What’s fascinating about this movie, despite it having virtually the same plot as the first one – unknown entity is haunting a family, the Warrens are called in to save the day – is how fresh it still feels even with a recycled story. Wan has always excelled at crafting horror tales from the first Saw movie to Insidious to, of course, The Conjuring because every time he makes one, he remembers to add the crucial ingredients of humanity and suspense to an already unnerving set-up. That way, not only are the scares more than earned after enduring such steady scenes that build on the creepy mood and atmosphere, but we actually care about who it’s happening to because they’re written to be actual people rather than your average stock set of characters. The Warrens, for instance, are an incredibly likable couple whose heroic tendencies even in the face of certain danger already make them admirable leads, but in addition they also have intelligent conversations with each other and with other people about the several possibilities surrounding the validity of this particular Enfield case, so we are immediately drawn into their practises and want to know more about them in ways even the film doesn’t touch upon. What’s more, they find moments to relax and be actual people, like a wonderfully sweet scene where Ed plays Elvis Presley’s “Can’t Help Falling in Love” on the guitar as he looks lovingly at his wife, and it’s genuinely heart-warming even in a film with a demonic nun lurking about.

Said nun is one of the many creepy and genuinely scary additions this movie has to offer, all of them executed so well by a true craftsman like Wan that even the weakest fright still sends a shiver down your spine. Being heavily reliant on practical effects like make-up, wires and set trickery makes it, much like the first film, very reminiscent of a classic 70s horror film (not least because both Conjuring films are both set in the same time period), something that Wan is clearly fond of and does his best to replicate with love here. However, he also brings in some of his own touches that make some scenes far more chilling and nightmarish to behold, leaving a lasting impact as a result. One such addition is of an entity known as the Crooked Man, which is brought to life by frequent horror film actor Javier Botet – best known for appearing as monsters in films like REC and Mama – who, through sheer physical performance and sharp attention to detail by the film’s editors, moves and feels like a stop-motion creature that even Ray Harryhausen would call terrifying. Another one compliments Wan’s tight and frankly great direction, in a one-shot scene where Ed tries to communicate with the evil spirit occupying Janet’s body, but while Ed is more in focus the “spirit” is extremely faded into the background and all we can hear is its sinister voice, blurring the lines between what’s real and what’s supernatural all the more. Every single scare this movie has to offer more often than not hits bullseye, and it’s thanks to a filmmaker who well and truly knows what the horror genre is all about.

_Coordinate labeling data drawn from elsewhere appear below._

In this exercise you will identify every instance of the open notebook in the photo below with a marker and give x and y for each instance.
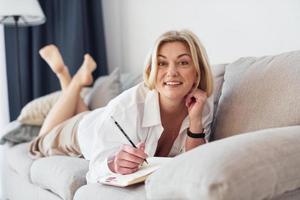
(136, 177)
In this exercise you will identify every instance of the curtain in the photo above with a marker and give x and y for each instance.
(75, 26)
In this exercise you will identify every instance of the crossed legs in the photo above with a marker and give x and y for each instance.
(70, 102)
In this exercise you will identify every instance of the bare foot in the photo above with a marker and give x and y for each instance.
(52, 56)
(84, 74)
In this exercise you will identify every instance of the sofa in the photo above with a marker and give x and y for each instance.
(253, 154)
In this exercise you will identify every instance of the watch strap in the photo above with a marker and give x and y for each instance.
(195, 135)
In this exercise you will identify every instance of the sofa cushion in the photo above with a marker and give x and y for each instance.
(18, 159)
(251, 166)
(259, 93)
(97, 191)
(35, 112)
(62, 175)
(16, 133)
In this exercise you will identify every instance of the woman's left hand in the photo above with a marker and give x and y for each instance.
(195, 102)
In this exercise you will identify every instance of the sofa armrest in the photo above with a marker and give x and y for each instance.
(255, 165)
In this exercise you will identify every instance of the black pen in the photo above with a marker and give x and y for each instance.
(128, 138)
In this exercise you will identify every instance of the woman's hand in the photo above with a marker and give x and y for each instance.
(128, 159)
(195, 102)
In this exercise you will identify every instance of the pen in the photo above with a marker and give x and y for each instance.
(127, 137)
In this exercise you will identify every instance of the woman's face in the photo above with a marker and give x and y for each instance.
(176, 74)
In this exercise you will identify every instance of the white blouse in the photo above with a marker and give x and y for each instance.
(137, 111)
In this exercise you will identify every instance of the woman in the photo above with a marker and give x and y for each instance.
(169, 113)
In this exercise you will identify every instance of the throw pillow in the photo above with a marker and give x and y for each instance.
(259, 93)
(104, 89)
(252, 166)
(19, 133)
(62, 179)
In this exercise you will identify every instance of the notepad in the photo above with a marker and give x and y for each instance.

Looking back on it, The Conjuring 2 truly is a remarkable film; not only is it a horror sequel that is actually just as good as the original, not only does it actually manage to be incredibly scary with each and every attempt to frighten the audience working, not only does it focus on characters you actually care about, but it also perhaps represents the horror mini-Renaissance at its peak; and as long as there are filmmakers like James Wan out there who are willing to go the extra mile in order to deliver the goods, then we could be resting on top of that peak for quite some time.


The Conjuring 2 is a remarkable horror sequel that manages to be just as good as the first, with director James Wan presenting scares that are genuinely effective and characters you truly care about, just like a good horror film should do.